I focused mainly on the aspects that I find to be most important: Informing people of their options and the differences in treatment of male and female survivors. I wish I could have gone more in depth about Bargelt’s assault and the aftermath because her story is so empowering.

I did face a moral dilemma while writing the story. Eicker was apprehensive to give his name for my piece because he was scared to share his story. I told him that I would not include anything he was not comfortable with, and I am thankful that he gave me permission to share his story. Even though he claims that he no longer cares about anonymity, I still felt that I was doing wrong by including his name.

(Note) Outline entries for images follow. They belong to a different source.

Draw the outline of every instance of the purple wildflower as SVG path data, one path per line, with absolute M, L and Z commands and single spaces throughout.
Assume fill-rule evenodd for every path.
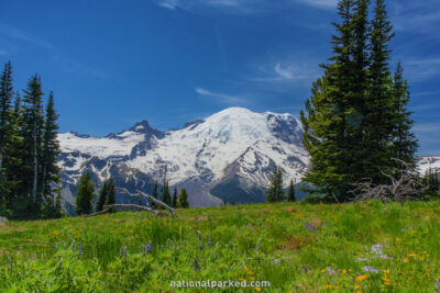
M 363 267 L 362 270 L 365 271 L 365 272 L 378 273 L 378 270 L 376 270 L 376 269 L 374 269 L 374 268 L 372 268 L 372 267 L 370 267 L 370 266 Z
M 314 230 L 317 228 L 317 226 L 306 222 L 306 224 L 304 224 L 304 228 L 307 230 Z

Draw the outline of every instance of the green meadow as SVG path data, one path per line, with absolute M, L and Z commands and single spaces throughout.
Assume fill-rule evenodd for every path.
M 0 226 L 0 292 L 437 292 L 440 288 L 438 201 L 252 204 L 177 213 L 178 218 L 123 212 L 8 222 Z M 208 280 L 254 283 L 170 286 L 173 281 L 204 285 Z M 271 286 L 255 281 L 268 281 Z

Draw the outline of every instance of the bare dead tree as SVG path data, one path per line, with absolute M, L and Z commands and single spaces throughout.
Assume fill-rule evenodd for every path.
M 138 190 L 138 193 L 131 193 L 131 192 L 129 192 L 129 191 L 128 191 L 127 189 L 124 189 L 124 188 L 114 188 L 114 189 L 116 189 L 116 190 L 120 190 L 121 193 L 129 194 L 130 196 L 133 196 L 133 198 L 134 198 L 134 196 L 143 196 L 143 198 L 146 198 L 146 199 L 148 199 L 150 201 L 154 202 L 155 204 L 161 205 L 162 207 L 164 207 L 165 210 L 167 210 L 174 217 L 177 217 L 177 214 L 176 214 L 176 212 L 174 211 L 174 209 L 169 207 L 167 204 L 163 203 L 162 201 L 155 199 L 154 196 L 152 196 L 152 195 L 150 195 L 150 194 L 143 193 L 143 192 L 139 191 L 139 190 Z M 117 207 L 119 207 L 119 209 L 134 209 L 134 210 L 138 210 L 138 211 L 146 211 L 146 212 L 154 213 L 154 214 L 156 214 L 156 215 L 162 214 L 160 211 L 156 211 L 156 210 L 154 210 L 154 209 L 152 209 L 152 207 L 148 207 L 148 206 L 143 206 L 143 205 L 139 205 L 139 204 L 122 204 L 122 203 L 117 203 L 117 204 L 107 204 L 107 205 L 103 206 L 103 210 L 102 210 L 102 211 L 97 212 L 97 213 L 94 213 L 94 214 L 85 215 L 85 216 L 101 215 L 101 214 L 108 213 L 108 212 L 110 212 L 111 210 L 117 209 Z
M 382 171 L 382 174 L 389 179 L 389 183 L 374 184 L 371 178 L 352 183 L 354 189 L 350 192 L 355 194 L 354 201 L 377 199 L 382 202 L 395 201 L 402 203 L 419 199 L 424 189 L 414 165 L 396 158 L 392 158 L 392 160 L 399 165 L 395 174 L 392 176 Z

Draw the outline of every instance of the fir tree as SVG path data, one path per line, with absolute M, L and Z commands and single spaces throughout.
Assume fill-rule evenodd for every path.
M 172 207 L 176 209 L 177 207 L 177 188 L 174 188 L 174 193 L 172 198 Z
M 170 205 L 172 199 L 169 194 L 168 181 L 166 180 L 166 173 L 167 173 L 167 166 L 165 165 L 164 181 L 162 185 L 162 202 L 167 205 Z
M 392 90 L 394 98 L 394 129 L 391 157 L 416 166 L 418 143 L 411 132 L 414 121 L 410 119 L 411 112 L 407 109 L 409 102 L 408 84 L 404 80 L 404 69 L 400 63 L 397 64 L 397 69 L 394 74 Z
M 11 63 L 4 65 L 0 77 L 0 213 L 6 211 L 9 202 L 9 184 L 6 178 L 3 160 L 8 156 L 7 148 L 11 142 L 11 102 L 13 95 Z
M 287 201 L 289 201 L 289 202 L 296 202 L 296 196 L 295 196 L 295 184 L 294 184 L 294 181 L 293 181 L 293 180 L 290 180 L 290 183 L 289 183 Z
M 25 142 L 25 158 L 24 166 L 26 167 L 26 181 L 23 182 L 25 194 L 31 198 L 31 213 L 37 215 L 42 204 L 42 194 L 38 190 L 40 167 L 42 156 L 42 129 L 43 129 L 43 109 L 42 109 L 42 84 L 38 76 L 34 76 L 28 82 L 28 88 L 24 90 L 24 142 Z
M 157 199 L 157 196 L 158 196 L 157 181 L 154 181 L 154 185 L 153 185 L 153 190 L 152 190 L 152 196 L 153 196 L 154 199 Z M 151 202 L 150 206 L 151 206 L 152 209 L 156 209 L 156 207 L 157 207 L 157 205 L 156 205 L 154 202 Z
M 116 204 L 117 203 L 117 194 L 114 191 L 114 181 L 113 178 L 110 177 L 107 183 L 107 196 L 106 196 L 106 205 Z
M 179 194 L 179 198 L 178 198 L 177 206 L 182 207 L 182 209 L 189 207 L 188 193 L 187 193 L 186 189 L 182 189 L 180 190 L 180 194 Z
M 279 167 L 274 167 L 272 173 L 272 182 L 268 189 L 266 201 L 267 202 L 282 202 L 285 200 L 285 193 L 283 191 L 283 173 Z
M 108 193 L 108 185 L 107 185 L 107 179 L 102 182 L 101 189 L 99 190 L 99 195 L 98 195 L 98 201 L 96 204 L 96 212 L 101 212 L 103 209 L 103 205 L 106 204 L 107 201 L 107 193 Z
M 76 193 L 76 214 L 87 215 L 92 212 L 91 201 L 95 198 L 95 184 L 90 173 L 84 173 L 79 179 Z
M 45 199 L 53 198 L 54 182 L 59 180 L 59 168 L 57 166 L 57 157 L 61 153 L 59 143 L 57 140 L 58 125 L 56 121 L 58 115 L 54 109 L 54 94 L 51 92 L 47 101 L 44 127 L 43 127 L 43 154 L 41 157 L 41 188 Z

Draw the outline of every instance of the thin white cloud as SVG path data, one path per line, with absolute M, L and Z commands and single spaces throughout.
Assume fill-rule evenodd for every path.
M 293 4 L 305 4 L 319 9 L 334 9 L 338 0 L 152 0 L 156 4 L 176 10 L 197 11 L 211 9 L 216 12 L 228 12 L 235 14 L 261 13 L 284 9 Z
M 8 37 L 19 40 L 22 42 L 31 43 L 33 45 L 47 48 L 51 50 L 57 50 L 51 43 L 46 42 L 45 40 L 26 33 L 20 29 L 12 27 L 6 24 L 0 23 L 0 34 L 6 35 Z
M 217 102 L 228 105 L 243 105 L 248 104 L 249 101 L 243 95 L 231 95 L 219 92 L 212 92 L 204 88 L 196 88 L 195 91 L 201 97 L 213 98 Z
M 252 81 L 268 83 L 307 83 L 308 86 L 319 75 L 319 67 L 315 63 L 292 61 L 288 58 L 283 61 L 268 61 L 260 65 L 256 70 L 256 77 Z
M 9 50 L 0 49 L 0 56 L 8 56 L 8 55 L 11 55 Z
M 403 66 L 408 80 L 425 81 L 440 75 L 440 57 L 405 59 Z
M 294 2 L 307 4 L 316 8 L 333 9 L 338 4 L 338 0 L 293 0 Z

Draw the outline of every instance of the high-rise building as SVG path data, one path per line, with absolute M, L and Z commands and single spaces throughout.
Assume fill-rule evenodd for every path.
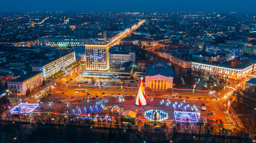
M 86 45 L 86 69 L 106 71 L 110 68 L 109 45 Z
M 106 44 L 106 32 L 105 31 L 98 33 L 98 43 Z
M 42 71 L 44 78 L 49 78 L 76 62 L 75 52 L 72 52 L 54 61 L 46 61 L 32 67 L 32 71 Z
M 244 53 L 244 49 L 240 47 L 213 45 L 207 45 L 205 46 L 206 52 L 210 52 L 216 54 L 218 51 L 231 52 L 232 57 L 241 56 Z

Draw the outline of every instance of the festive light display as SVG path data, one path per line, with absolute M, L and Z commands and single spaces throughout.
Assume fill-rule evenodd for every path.
M 20 102 L 14 106 L 9 112 L 10 113 L 18 114 L 19 113 L 32 112 L 36 108 L 39 107 L 39 103 L 26 103 Z
M 31 113 L 47 113 L 48 115 L 49 115 L 50 113 L 53 113 L 53 114 L 60 115 L 74 115 L 74 113 L 70 113 L 68 112 L 68 111 L 67 111 L 66 113 L 62 113 L 54 112 L 52 112 L 52 111 L 29 111 L 29 110 L 22 110 L 22 109 L 20 110 L 26 111 L 26 112 L 30 112 Z M 89 113 L 88 115 L 76 113 L 76 115 L 84 116 L 84 117 L 90 117 L 90 116 L 92 116 L 92 117 L 95 116 L 96 117 L 96 116 L 90 115 L 90 113 Z M 124 118 L 133 119 L 133 118 L 134 118 L 133 117 L 121 117 L 111 116 L 108 116 L 108 115 L 100 115 L 100 116 L 99 115 L 98 116 L 98 117 L 103 117 L 105 116 L 106 117 L 108 116 L 108 118 L 110 117 L 110 118 L 120 118 L 120 119 L 121 119 L 121 118 L 123 118 L 123 119 L 124 119 Z M 135 118 L 138 119 L 142 120 L 149 120 L 151 121 L 154 121 L 154 120 L 150 120 L 150 119 L 148 119 L 146 118 L 140 118 L 140 117 L 137 117 Z M 163 120 L 162 121 L 170 122 L 170 121 L 178 121 L 178 120 L 182 121 L 182 120 L 179 120 L 178 119 L 177 120 L 175 120 L 175 119 L 169 119 L 169 120 L 168 120 L 168 119 L 167 119 L 167 120 Z M 232 120 L 232 119 L 231 119 L 231 120 Z M 215 124 L 215 125 L 233 125 L 234 126 L 236 126 L 236 124 L 234 124 L 234 123 L 233 123 L 233 123 L 216 123 L 216 122 L 207 122 L 207 121 L 199 121 L 198 122 L 199 123 L 209 123 L 209 124 Z
M 155 117 L 156 116 L 156 117 Z M 161 121 L 168 119 L 168 113 L 162 110 L 150 110 L 145 111 L 144 117 L 148 120 Z
M 100 87 L 109 87 L 109 88 L 131 88 L 131 89 L 138 89 L 140 88 L 140 87 L 127 87 L 127 86 L 123 86 L 123 85 L 90 85 L 90 84 L 67 84 L 68 85 L 71 85 L 71 86 L 79 86 L 81 85 L 81 86 L 85 86 L 85 87 L 95 87 L 95 86 L 100 86 Z M 177 89 L 177 88 L 173 88 L 174 90 L 180 90 L 180 91 L 198 91 L 198 92 L 210 92 L 211 94 L 212 94 L 217 99 L 220 99 L 220 98 L 217 97 L 215 94 L 215 92 L 212 92 L 211 90 L 197 90 L 197 89 Z
M 138 95 L 137 96 L 137 99 L 135 104 L 137 106 L 145 106 L 147 104 L 146 95 L 145 94 L 145 91 L 144 91 L 142 77 L 141 80 L 140 80 L 140 88 L 139 89 L 139 92 L 138 92 Z
M 174 107 L 174 117 L 175 117 L 175 122 L 185 122 L 185 123 L 198 123 L 199 121 L 197 115 L 197 110 L 196 105 L 191 107 L 191 111 L 187 111 L 189 109 L 189 104 L 184 105 L 185 100 L 183 102 L 180 102 L 178 105 L 177 102 L 175 102 L 173 106 Z M 178 110 L 181 109 L 181 110 Z M 193 111 L 194 110 L 194 111 Z

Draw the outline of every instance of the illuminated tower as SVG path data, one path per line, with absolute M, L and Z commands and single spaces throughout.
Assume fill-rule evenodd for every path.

Initially, writing a story in which I had free rein to talk about anything I wanted was daunting. Once I began writing and interviewing, however, my mindset completely changed. My passion for Bargelt’s cause grew tenfold, and I thoroughly enjoyed writing this piece. I’m thankful to have inspiring women like Bargelt in my life, and I hope one day I can be somebody who others look up to as well.


I grew up in Long Beach, California, where I was spoiled with warm weather year-round, a 15-minute commute to some of the most beautiful beaches in the world, and a two-hour drive to Big Bear Mountain. In 2018, I graduated from Los Alamitos High School, a public school of roughly 3,200 students that is on the border of Long Beach and Los Alamitos.

Growing up, I lived in a very sports-oriented household, specifically baseball. My father played baseball at California State University, Long Beach, and helped bring his team to the College World Series in 1989. Shortly after, he met my mother in a co-ed slo pitch softball league. My parents’ passion for sports kindled my love for them as well. From the ages of 5 to 17, I played softball, soccer, basketball, lacrosse, and flag football.

I am now a freshman studying communication at the University of Utah in hopes of becoming a force to be reckoned with within the sports journalism and broadcasting field. Ever since I was a child and found out that I could not become a Major League Baseball player, I’ve been enamored with the idea of working, rather than playing, for the MLB.

The brief time I have spent at the U has given me everything I could have asked for and more. The leap of faith I took in moving out of a home that I have always lived in, and moving to a new state with completely different weather, sights, and opportunities. Knowing that I live among some of the most incredible national parks in the nation has been a sobering experience, and I cannot wait to see what these next three years have in store for me.